L’arrêt du 19 mars 2026 complète ce dispositif jurisprudentiel en rappelant, sur le fondement de l’article 14 de la loi du 10 juillet 1965, que « le syndicat est responsable des dommages causés aux copropriétaires ou aux tiers ayant leur origine dans les parties communes, sans préjudice de toutes actions récursoires » (Légifrance, art. 14 loi 10 juillet 1965). L’articulation entre la responsabilité objective du syndicat et la couverture assurantielle constitue un équilibre délicat, que la Haute juridiction s’emploie à préserver par une interprétation favorable aux victimes de dommages.
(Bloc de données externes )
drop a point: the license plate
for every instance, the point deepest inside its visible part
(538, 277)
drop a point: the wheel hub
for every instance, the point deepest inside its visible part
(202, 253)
Dès lors, le contentieux de la détermination des parties communes et privatives se révèle être le point nodal autour duquel s’articulent les principaux régimes de responsabilité applicables en copropriété. La qualification des espaces litigieux commande non seulement la répartition des charges d’entretien entre le syndicat et les copropriétaires, mais également la désignation du responsable en cas de sinistre, ainsi que la mobilisation des garanties d’assurance correspondantes. En conséquence, l’état descriptif de division et le règlement de copropriété constituent des documents dont la précision rédactionnelle et la rigueur technique conditionnent directement la sécurité juridique des copropriétaires et la prévisibilité des solutions contentieuses. Or, la jurisprudence récente de la Cour de cassation fournit aux rédacteurs d’actes un cadre d’analyse renouvelé qui, sans remettre en cause la validité des copropriétés affectées d’irrégularités formelles, les incite à une vigilance accrue dans la désignation des professionnels habilités à intervenir, qu’il s’agisse des géomètres-experts pour l’établissement des plans de division ou des notaires pour la réception des actes constitutifs.
Conclusion
La jurisprudence récente de la troisième chambre civile de la Cour de cassation, et tout particulièrement l’arrêt du 19 mars 2026 publié au Bulletin, opère une clarification bienvenue du régime des irrégularités affectant l’état descriptif de division. Elle établit une distinction nette entre, d’une part, l’opposabilité du plan de division aux copropriétaires, qui peut être contestée lorsque celui-ci n’a pas été établi par un géomètre-expert, et d’autre part, la validité même du règlement de copropriété, qui demeure soumise aux seules conditions légales de constitution de la copropriété. L’indifférence de la méconnaissance des règles d’urbanisme sur la soumission de l’immeuble au statut de la copropriété, tout comme la fixation intangible de la nature des parties communes et privatives par les actes constitutifs, participent d’une même logique de stabilisation des situations juridiques et de protection des droits des copropriétaires. Ces solutions, qui combinent rigueur technique et pragmatisme contentieux, fournissent aux praticiens du droit immobilier un cadre d’analyse renouvelé pour appréhender les litiges relatifs à la constitution et au fonctionnement des copropriétés, tout en rappelant que la qualité rédactionnelle des actes constitutifs demeure, en toute hypothèse, la première des garanties pour la sécurité juridique des droits des copropriétaires.